Director of Gregg Allman film pleads guilty in train crash death



> As part of the plea deal, Director Randall Miller will spend two years in the county jail and another eight on probation on involuntary manslaughter and criminal trespassing charges. He also will pay a $20,000 fine.


----------



## FriskyFL (Mar 20, 2015)

ABC'S 20/20 airing a program this evening about this incident and the resulting trial.


----------



## CHamilton (Oct 27, 2015)

A Train, a Narrow Trestle and 60 Seconds to Escape: How 'Midnight Rider' Victim Sarah Jones Lost Her Life


----------



## GG-1 (Oct 29, 2015)

CHamilton said:


> A Train, a Narrow Trestle and 60 Seconds to Escape: How 'Midnight Rider' Victim Sarah Jones Lost Her Life


Aloha

This article is old and does not jive with other industry stories, nor with procedures usually followed in the industry. A conviction in this case does show that at least some standards were not followed..


----------



## VentureForth (Jul 10, 2017)

Resurrecting an old thread here...

Sarah Jone's Family is taking CSX to a Jury Trial. They say that two trains that passed through should have warned the train about the crew being near the tracks. CSX (imho, correctly) states that the previous trains were under no obligation to warn other trains.

Anyway, the Jone's have received much cash for the untimely loss of their daughter. It was a tragedy. At this point, they're really looking like gold diggers.

http://news.wabe.org/post/ga-trial-decide-if-railroad-shares-blame-film-crew-death


----------



## Bob Dylan (Jul 10, 2017)

"..First we kill all the Lawyers.."

William Shakespeare

Apologies to the good ones like Penny,tp49 etc.


----------



## Devil's Advocate (Jul 10, 2017)

It would appear that their overly trusting daughter wasn't raised with a keen sense for danger or a strong will for self preservation. I was fine with them going after the director but I disagree with them going after CSX. Chances are their lawyers will find a way to appeal to the jury's emotional connection with their own clueless offspring and receive a big sappy payday based on emotional guilt rather than rational liability.


----------



## VentureForth (Jul 11, 2017)

My thought is that if they saw two trains pass, that should have been their red flag that it was an active track

Sent from my SAMSUNG-SM-N920A using Tapatalk


----------



## Thirdrail7 (Jul 11, 2017)

This is the kind of stuff that burns me up. They are trying to blame the train crews for their daughter's ill-fated decision to trust her director. I can't remember the last time i read about someone wandering on to an airport runway/tarmac or interstate, getting run over and suing.
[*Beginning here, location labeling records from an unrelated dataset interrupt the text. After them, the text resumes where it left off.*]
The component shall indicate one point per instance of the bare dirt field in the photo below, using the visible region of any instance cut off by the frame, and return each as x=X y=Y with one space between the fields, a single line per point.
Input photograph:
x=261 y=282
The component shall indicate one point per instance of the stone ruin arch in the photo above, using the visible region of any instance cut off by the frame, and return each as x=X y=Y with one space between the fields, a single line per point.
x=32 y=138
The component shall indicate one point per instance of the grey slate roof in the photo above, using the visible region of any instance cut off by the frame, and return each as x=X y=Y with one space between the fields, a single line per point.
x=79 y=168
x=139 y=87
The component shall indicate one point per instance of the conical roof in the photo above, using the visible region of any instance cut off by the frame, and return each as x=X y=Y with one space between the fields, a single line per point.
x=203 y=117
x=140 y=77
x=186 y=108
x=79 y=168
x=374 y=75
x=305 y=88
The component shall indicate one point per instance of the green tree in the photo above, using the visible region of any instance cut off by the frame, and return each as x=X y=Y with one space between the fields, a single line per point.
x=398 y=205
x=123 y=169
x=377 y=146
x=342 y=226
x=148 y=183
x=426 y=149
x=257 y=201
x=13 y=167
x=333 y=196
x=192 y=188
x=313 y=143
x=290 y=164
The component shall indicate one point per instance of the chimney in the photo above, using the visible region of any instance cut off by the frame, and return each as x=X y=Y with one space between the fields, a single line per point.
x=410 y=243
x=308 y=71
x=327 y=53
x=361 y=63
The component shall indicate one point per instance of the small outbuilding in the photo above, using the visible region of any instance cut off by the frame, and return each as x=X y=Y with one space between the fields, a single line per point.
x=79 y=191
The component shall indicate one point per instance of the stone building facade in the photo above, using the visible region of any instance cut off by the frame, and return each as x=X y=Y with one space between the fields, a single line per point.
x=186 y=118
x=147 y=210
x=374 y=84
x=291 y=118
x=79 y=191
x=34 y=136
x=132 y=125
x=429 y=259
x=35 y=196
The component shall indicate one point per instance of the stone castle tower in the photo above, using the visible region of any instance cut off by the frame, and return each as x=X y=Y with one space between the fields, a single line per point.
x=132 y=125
Yet, everyone that walks along a railroad track somehow thinks it is a good idea and their loved ones sue.

Unbelievable. :angry2:


----------



## Thirdrail7 (Jul 26, 2017)

According to the jury, CSX is 35% responsible for Sarah Jones' death. As such, they must fork over 3.9 million dollars. If was a member of the crew, I would turn the tables sue the estate of Ms. Jones for damages.
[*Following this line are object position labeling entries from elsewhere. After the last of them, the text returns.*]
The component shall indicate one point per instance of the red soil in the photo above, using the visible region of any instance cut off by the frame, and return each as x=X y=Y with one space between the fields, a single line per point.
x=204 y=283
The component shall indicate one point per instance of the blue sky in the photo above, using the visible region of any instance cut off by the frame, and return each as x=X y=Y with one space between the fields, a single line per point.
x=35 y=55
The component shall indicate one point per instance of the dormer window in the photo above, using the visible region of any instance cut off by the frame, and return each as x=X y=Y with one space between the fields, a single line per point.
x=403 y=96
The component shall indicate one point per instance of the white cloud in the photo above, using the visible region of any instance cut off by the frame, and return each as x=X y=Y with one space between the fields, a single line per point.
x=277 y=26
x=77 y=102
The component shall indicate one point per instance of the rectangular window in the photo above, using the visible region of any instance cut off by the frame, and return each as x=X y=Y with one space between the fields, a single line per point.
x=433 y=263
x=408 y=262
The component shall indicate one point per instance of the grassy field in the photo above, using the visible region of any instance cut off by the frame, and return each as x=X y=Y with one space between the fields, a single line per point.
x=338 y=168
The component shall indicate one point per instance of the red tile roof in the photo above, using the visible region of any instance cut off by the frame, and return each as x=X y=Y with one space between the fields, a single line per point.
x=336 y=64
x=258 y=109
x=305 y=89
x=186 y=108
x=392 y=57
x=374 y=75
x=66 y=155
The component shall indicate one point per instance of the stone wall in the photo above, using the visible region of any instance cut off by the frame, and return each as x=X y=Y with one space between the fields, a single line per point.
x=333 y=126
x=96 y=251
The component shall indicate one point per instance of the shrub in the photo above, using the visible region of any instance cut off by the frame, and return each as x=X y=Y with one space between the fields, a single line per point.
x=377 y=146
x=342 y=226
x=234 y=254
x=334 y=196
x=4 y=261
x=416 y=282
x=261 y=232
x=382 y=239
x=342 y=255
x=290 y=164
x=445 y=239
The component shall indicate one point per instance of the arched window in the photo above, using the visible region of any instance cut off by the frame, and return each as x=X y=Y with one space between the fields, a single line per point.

'Midnight Rider' Trial: Railroad Company to Pay $3.9M to Sarah Jones' Family



> A railroad owner must pay $3.9 million to the family of a movie worker killed on a Georgia railroad trestle in 2014, a jury decided Monday in civil verdict that found the company shared in the blame for the deadly freight train collision even though the film crew was trespassing.
> 
> The parents of Sarah Jones sued CSX Transportation in Chatham County State Court, saying the railroad shared in the blame for their daughter's death. The 27-year-old camera assistant died in the crash on Feb. 20, 2014, during the first day of shooting Midnight Rider, an ill-fated movie about Gregg Allman of The Allman Brothers Band.
> 
> "This trial disclosed a number of exceptionally poor judgments and ignored opportunities by CSX Transportation to prevent this tragedy," Jones' parents, Richard and Elizabeth Jones of Columbia, South Carolina, said in a written statement.CSX plans to appeal the jury's decision, said Rob Doolittle, a spokesman.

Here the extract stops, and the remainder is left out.